Smoke and I walked out of the clubhouse. The laughter and noise of getting the fire started in the backyard prep echoed, but I was already in another headspace.
One where this ended with either relief—or blood.
Our bikes were parked side by side, like they always were. I watched Smoke swing a leg over his ride, and his expression was unreadable.
I straddled my bike and started the engine. The growl felt good in my chest. Familiar. Like armor.
We pulled out of the lot and onto the road.
Smoke hung just behind me, letting me lead. The wind hit my face, and I forced myself not to overthink.
It was nine minutes.
Just nine minutes.
In nine minutes, I was either going to see Lainey again… or we were going to walk right into a trap.
And I wasn’t sure which one scared me more.
Chapter Eight
Lainey
Beep.
I froze mid-step, a half-eaten fortune cookie in one hand and a blank stare aimed at the carpet. That sound—like a little robotic hiccup—meant I had a text message. Or maybe a missed call. Hell, maybe it was just the battery telling me it had five minutes left to live.
But I needed to find it.
Silence.
“Why does my phone only beep every five minutes when I have a text?” I whispered to the empty living room.
I was in a bind, and the only way I could solve it was to play the world’s slowest game of hide and seek with my own damn phone. I turned in a slow circle, the hem of my T-shirt brushing my bare thighs as I scanned the room like I expected it to suddenly jump up and wave at me.
On the coffee table sat my sad, ice-cold Chinese takeout with a chopstick stabbed in the middle like it had lost the will to live. The Goonies was on the TV, muted, which only made it weirder—Sloth had bellowed something dramatic five minutes ago just as my phone beeped, and I’d gotten distracted, thinking maybe the two things were connected.
They weren’t. Obviously.
“Where did I put you?” I asked the room like I was a detective in a crime show, and the missing phone was the dead body. I crouched beside the couch and peered underneath. Dust bunnies and a rogue sock stared back.
Fifteen minutes ago, I’d polished off the last of my first bottle of wine and cracked open the second with the kind of reckless optimism that always spelled disaster. I had gotten thebrilliantidea to text Duane—Dice—whatever he went bynow. And in the span of about forty-five seconds, my phone had vanished.
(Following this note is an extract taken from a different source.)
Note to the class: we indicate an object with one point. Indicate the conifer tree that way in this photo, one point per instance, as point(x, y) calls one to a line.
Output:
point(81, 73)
Poof. Gone. Either I misplaced it, or it dissolved into thin air in a cloud of Pinot Grigio.
I blamed the wine.
This is why I didn’t drink often. My alcohol tolerance was pitiful, and apparently my short-term memory was worse.
Either Lottie or Duane had messaged me back. I was assuming Duane—Dice—since it had come through not even a minute after I’d sent the text. Which meant the clock was ticking on me figuring out what it said.
“Where are you?” I screamed, throwing my arms in the air.
Knock knock knock.
I jumped like the floor had zapped me. “Jesus Christ.”
I whipped around with my heart pounding like a drum in my ears.